As previously noted, given the track record of that polling organization, the contest probably is much tighter with Richmond holding a narrow lead. Further, endorsements by some leading black Democrats of Cao now call into question whether national Democrats see Richmond as too risky of an investment, causing the pullout.
The latest to give the nod to Cao, Richmond’s vanquished major opponent in the Democrat primary, state Rep. Juan LaFonta, vaguely echoed Richmond’s ethical difficulties – rules violation, loss of law license, arrest, alleged steering of state money to favored organizations – that electronic media and Cao have publicized in recent weeks.
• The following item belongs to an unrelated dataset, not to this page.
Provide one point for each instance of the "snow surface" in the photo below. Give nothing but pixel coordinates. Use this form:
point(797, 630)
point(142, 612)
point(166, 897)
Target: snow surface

It bears noting that the men also have been rivals for power besides with this office in the Legislature, such as over the leadership and direction of the Legislative Black Caucus, and that, should Cao win, LaFonta could be calculating Cao would be easier to defeat in the coming years should he wish to try again.
But Richmond’s reaction to LaFonta’s endorsement appeared to be that of an unconfident candidate. He claimed Cao and LaFonta had been working together from the start, “sharing supporters, advisors, and consultants,” and that LaFonta “has never supported the president [Barack Obama].”
Neither charge can be backed by evidence. Looking at LaFonta’s voting record in the state House, it couldn’t be any more similar to Obama’s preferences, and LaFonta has defended Obama’s policies many times, such as on health care. Further, a review of both Cao’s and LaFonta’s campaign expenditures for over the past year shows, except for using the same office supplier and airline, no entities received any funds from both candidates. Finally (and having to eyeball hundreds of these means I may have missed something), there appear to be not a single common donor to the men’s campaigns in that year leading up to the primary election.
The non-factual content and air of desperation leaking from Richmond’s reaction can indicate he’s worried about the impact of LaFonta’s statement. This means, despite all odds, Cao continues to have a significant chance to hang onto his seat.